Scam, Will Ya?
This week’s Phoenix has a long feature story on scambaiting (“White Hunters, Black Hearts“), the practice of turning the tables on web scammers in the most humiliating ways imaginable. This may include making a scammer hand copy all of the Harry Potter books, or carve a computer keyboard out of wood, or in one case, reenact Monty Python’s “Dead Parrot” sketch.
I’m of the mind that when someone tries to steal your life savings and you have no legal recourse to speak of, you’re well within your rights to humiliate them as badly as you see fit. According to the Phoenix piece, however, because many of these scam artists are Nigerians, getting revenge may cross the line into racist exploitation. Which, if you follow the logic, is worse than robbing people.
This conclusion echoes that of Ron Rosenbaum when he wrote the same exact story in the Atlantic three months ago, with both writers using the “Great White Hunters” motif.
Milliard:
But poking around various scambaiting Web sites, somewhat more sadistic dimensions to the practice come into view. While most scambaiters keep their pranks on the up and up, many others seem to revel in making their marks as miserable as possible.
Those photographs of abject humiliation are hard to swallow, even if one knows the mortification is self-imposed. The fact that their subjects are primarily poor and black only adds to their disquieting power.
Rosenbaum:
At times the trophy hunting on these scam-baiting sites can seem innocent, in a clever con-artist way. But inside the trophy rooms, I found dozens of photos of black men and women wearing expressions that ranged from compliant to glum to humiliated to defiant as they held up signs saying things such as I HAVE EXCESS VAGINAL DISCHARGE. After looking at photo after photo, I felt uncomfortable—I’d lost any sense of vicarious victory over petty thieves. It was like watching self-proclaimed Great White Hunters abuse their beaters.
Some of the rhetoric of the scam-baiters is also troubling. They boast of “owning” scammers, which carries unfortunate connotations when it involves whites “owning” blacks. And there’s the mocking invective of the scam-baiting message boards and of the trophy room, a place that I sense pricks the conscience of at least some of the scam-baiters.
Rosenbaum makes a good point about the “online disinhibition effect,” how “the lonely void in which online interactions are conducted seems to encourage the tendency toward” abuse. This is true, especially in cases where scambaiters clearly go too far and try to inflict physical harm on scammers. For his part, Milliard suggests that scambaiters should be more mindful of how much shit Nigerians have had to take from the military over the last several years, which I think is a fair point, but not something you want to get too caught up in—after all, these guys have been notoriously successful at preying upon the poor and elderly in this country. Let’s not worry too much about whether we’re making them sad.

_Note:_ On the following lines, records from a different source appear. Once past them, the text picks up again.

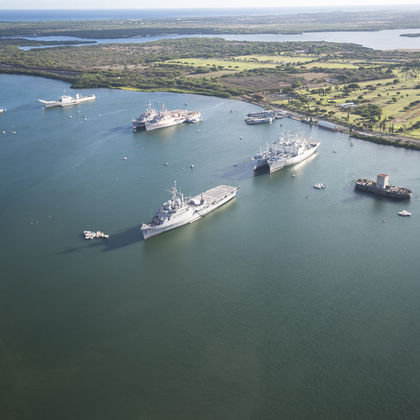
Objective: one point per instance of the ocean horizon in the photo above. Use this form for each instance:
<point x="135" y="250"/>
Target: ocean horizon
<point x="11" y="15"/>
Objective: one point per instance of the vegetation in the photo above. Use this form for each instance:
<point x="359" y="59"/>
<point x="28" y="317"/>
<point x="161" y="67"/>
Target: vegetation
<point x="275" y="24"/>
<point x="316" y="79"/>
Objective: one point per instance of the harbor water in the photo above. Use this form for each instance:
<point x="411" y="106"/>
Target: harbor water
<point x="287" y="302"/>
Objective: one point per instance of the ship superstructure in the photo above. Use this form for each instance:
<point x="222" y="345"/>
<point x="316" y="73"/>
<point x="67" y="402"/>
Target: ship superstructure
<point x="282" y="153"/>
<point x="144" y="117"/>
<point x="180" y="210"/>
<point x="67" y="100"/>
<point x="152" y="119"/>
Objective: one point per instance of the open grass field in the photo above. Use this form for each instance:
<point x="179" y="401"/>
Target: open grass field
<point x="233" y="65"/>
<point x="398" y="98"/>
<point x="277" y="59"/>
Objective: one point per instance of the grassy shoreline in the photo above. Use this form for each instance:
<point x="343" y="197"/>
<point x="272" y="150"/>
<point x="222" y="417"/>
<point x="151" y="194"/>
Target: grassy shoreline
<point x="371" y="92"/>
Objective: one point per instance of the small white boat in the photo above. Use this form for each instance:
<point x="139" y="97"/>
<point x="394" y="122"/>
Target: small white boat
<point x="67" y="100"/>
<point x="404" y="213"/>
<point x="89" y="235"/>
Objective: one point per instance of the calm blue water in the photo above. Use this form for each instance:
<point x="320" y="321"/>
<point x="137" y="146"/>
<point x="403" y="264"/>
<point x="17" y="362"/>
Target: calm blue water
<point x="286" y="303"/>
<point x="380" y="40"/>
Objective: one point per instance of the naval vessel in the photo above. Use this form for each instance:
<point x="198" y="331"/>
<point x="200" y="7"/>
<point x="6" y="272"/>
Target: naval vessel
<point x="144" y="117"/>
<point x="180" y="210"/>
<point x="382" y="187"/>
<point x="152" y="119"/>
<point x="282" y="153"/>
<point x="67" y="100"/>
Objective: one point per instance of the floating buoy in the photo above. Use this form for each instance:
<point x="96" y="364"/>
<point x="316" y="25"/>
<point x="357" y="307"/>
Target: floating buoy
<point x="404" y="213"/>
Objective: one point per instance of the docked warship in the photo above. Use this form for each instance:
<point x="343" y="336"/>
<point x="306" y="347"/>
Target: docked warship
<point x="282" y="153"/>
<point x="382" y="187"/>
<point x="180" y="210"/>
<point x="144" y="117"/>
<point x="152" y="119"/>
<point x="67" y="100"/>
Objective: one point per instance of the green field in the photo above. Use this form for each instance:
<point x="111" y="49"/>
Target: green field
<point x="233" y="64"/>
<point x="396" y="96"/>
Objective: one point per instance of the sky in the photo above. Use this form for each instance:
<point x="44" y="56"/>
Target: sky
<point x="143" y="4"/>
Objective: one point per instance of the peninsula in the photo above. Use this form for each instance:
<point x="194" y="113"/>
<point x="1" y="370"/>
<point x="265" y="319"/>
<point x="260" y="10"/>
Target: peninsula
<point x="368" y="93"/>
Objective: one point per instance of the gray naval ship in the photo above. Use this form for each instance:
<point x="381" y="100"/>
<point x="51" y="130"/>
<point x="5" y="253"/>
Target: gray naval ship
<point x="282" y="153"/>
<point x="151" y="119"/>
<point x="180" y="210"/>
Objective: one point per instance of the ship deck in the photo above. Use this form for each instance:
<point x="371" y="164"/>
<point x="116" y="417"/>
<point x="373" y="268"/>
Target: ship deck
<point x="218" y="193"/>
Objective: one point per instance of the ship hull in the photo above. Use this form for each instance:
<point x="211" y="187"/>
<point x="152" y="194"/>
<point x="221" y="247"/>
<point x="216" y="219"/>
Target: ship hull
<point x="150" y="231"/>
<point x="276" y="165"/>
<point x="152" y="126"/>
<point x="397" y="194"/>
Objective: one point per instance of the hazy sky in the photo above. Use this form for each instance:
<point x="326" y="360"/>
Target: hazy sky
<point x="142" y="4"/>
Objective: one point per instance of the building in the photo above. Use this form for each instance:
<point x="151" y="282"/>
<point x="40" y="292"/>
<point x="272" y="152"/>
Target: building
<point x="327" y="125"/>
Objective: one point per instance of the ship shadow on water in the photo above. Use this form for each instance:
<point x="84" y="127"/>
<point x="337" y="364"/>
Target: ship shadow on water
<point x="115" y="241"/>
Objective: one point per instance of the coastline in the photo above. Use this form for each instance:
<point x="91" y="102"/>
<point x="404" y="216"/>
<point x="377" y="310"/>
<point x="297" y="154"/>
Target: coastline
<point x="371" y="136"/>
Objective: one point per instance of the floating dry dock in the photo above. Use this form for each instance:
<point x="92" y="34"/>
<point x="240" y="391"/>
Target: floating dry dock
<point x="382" y="187"/>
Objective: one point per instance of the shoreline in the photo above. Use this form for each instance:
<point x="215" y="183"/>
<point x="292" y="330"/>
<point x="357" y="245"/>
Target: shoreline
<point x="371" y="136"/>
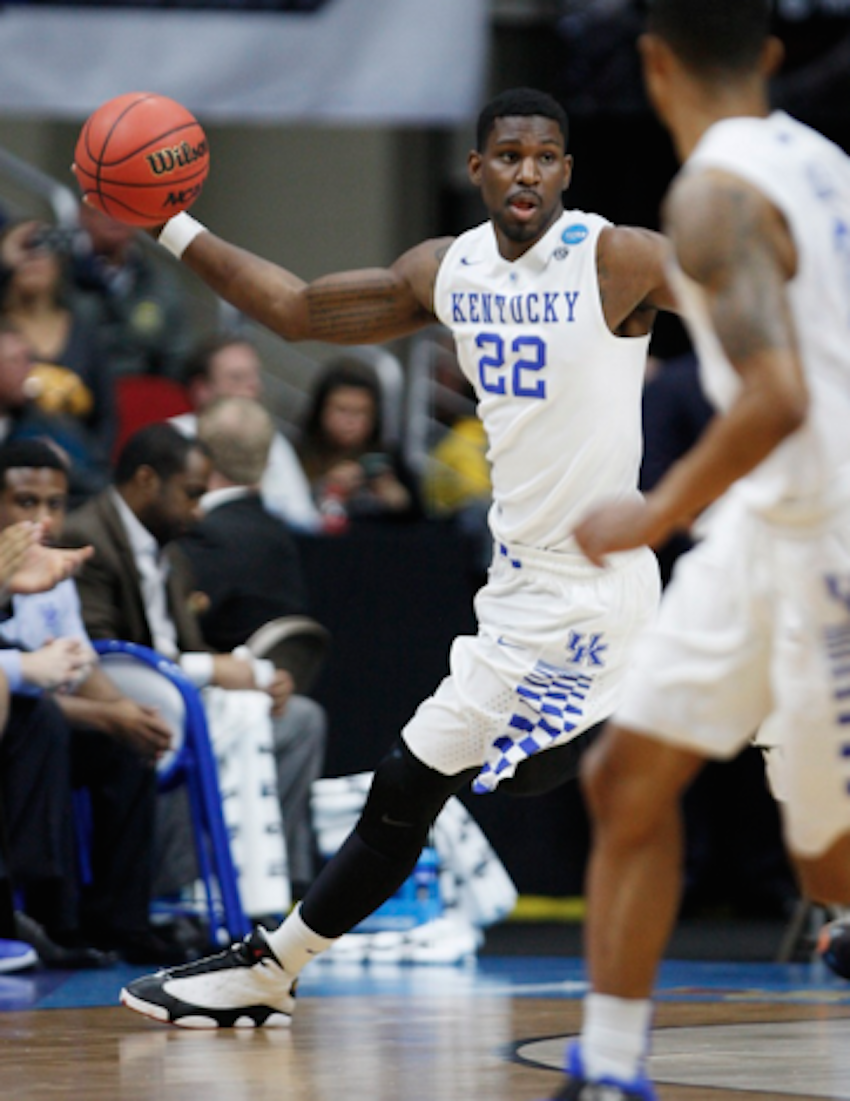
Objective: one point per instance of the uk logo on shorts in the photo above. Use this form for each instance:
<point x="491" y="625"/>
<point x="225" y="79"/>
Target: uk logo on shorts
<point x="586" y="651"/>
<point x="575" y="233"/>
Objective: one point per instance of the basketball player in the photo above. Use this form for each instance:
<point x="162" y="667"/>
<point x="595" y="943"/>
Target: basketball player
<point x="755" y="624"/>
<point x="551" y="312"/>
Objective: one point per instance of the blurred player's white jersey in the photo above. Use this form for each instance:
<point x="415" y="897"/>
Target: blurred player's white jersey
<point x="808" y="180"/>
<point x="558" y="393"/>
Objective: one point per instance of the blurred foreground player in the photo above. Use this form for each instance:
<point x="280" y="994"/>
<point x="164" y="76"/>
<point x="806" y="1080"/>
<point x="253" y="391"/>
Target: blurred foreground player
<point x="754" y="625"/>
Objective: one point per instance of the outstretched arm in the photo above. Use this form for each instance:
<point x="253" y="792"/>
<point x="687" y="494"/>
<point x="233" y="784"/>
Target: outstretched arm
<point x="736" y="244"/>
<point x="366" y="306"/>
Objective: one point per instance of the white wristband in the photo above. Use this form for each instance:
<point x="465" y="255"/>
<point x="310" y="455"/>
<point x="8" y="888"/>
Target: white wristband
<point x="263" y="669"/>
<point x="178" y="232"/>
<point x="197" y="667"/>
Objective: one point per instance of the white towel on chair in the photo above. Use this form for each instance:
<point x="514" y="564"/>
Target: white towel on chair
<point x="240" y="729"/>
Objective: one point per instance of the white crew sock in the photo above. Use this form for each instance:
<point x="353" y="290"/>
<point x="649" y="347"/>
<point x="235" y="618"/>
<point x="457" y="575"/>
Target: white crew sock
<point x="295" y="944"/>
<point x="614" y="1036"/>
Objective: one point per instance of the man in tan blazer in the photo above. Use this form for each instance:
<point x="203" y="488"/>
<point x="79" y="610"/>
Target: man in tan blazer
<point x="139" y="587"/>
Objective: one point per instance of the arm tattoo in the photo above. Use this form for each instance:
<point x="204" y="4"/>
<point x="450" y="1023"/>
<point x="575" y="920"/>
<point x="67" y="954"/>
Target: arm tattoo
<point x="734" y="255"/>
<point x="360" y="311"/>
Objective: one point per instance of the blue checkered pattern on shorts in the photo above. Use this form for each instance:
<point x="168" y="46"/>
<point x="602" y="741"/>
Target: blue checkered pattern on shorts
<point x="549" y="704"/>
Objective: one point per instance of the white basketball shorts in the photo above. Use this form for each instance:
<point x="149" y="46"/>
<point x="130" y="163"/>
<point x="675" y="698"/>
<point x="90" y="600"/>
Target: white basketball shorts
<point x="754" y="632"/>
<point x="554" y="641"/>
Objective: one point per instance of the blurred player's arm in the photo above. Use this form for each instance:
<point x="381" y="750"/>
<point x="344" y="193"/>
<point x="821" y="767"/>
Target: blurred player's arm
<point x="368" y="306"/>
<point x="737" y="247"/>
<point x="632" y="265"/>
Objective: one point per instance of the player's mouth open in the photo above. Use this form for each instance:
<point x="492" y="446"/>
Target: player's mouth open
<point x="523" y="206"/>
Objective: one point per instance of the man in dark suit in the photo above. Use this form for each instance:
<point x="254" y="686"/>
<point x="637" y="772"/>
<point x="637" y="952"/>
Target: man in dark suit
<point x="244" y="559"/>
<point x="246" y="565"/>
<point x="139" y="586"/>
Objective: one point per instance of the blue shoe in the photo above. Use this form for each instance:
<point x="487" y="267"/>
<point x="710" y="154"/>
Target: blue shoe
<point x="834" y="947"/>
<point x="579" y="1088"/>
<point x="17" y="956"/>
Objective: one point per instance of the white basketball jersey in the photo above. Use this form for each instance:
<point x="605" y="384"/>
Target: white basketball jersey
<point x="558" y="393"/>
<point x="808" y="180"/>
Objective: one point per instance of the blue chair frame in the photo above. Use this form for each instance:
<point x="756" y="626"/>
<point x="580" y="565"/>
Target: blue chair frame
<point x="195" y="765"/>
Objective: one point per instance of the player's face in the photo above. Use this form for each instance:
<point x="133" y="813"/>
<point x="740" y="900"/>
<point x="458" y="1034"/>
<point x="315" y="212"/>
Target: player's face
<point x="522" y="173"/>
<point x="35" y="493"/>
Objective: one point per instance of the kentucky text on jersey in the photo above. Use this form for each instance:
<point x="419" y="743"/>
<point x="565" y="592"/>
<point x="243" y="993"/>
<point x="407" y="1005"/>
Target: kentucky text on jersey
<point x="555" y="307"/>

Read the pieces. They’re compelling, even if Milliard’s doesn’t add much to Rosenbaum’s, beyond sticking a couple local voices in there. He does include the great Baratunde Thurston, identified as a “Boston comedian,” even though Baratunde moved to Manhattan a few weeks ago. (That Baratunde is also a columnist at the Weekly Dig, the Phoenix’s chief competitor, goes unsaid—an annoying and typical Phoenix tic.)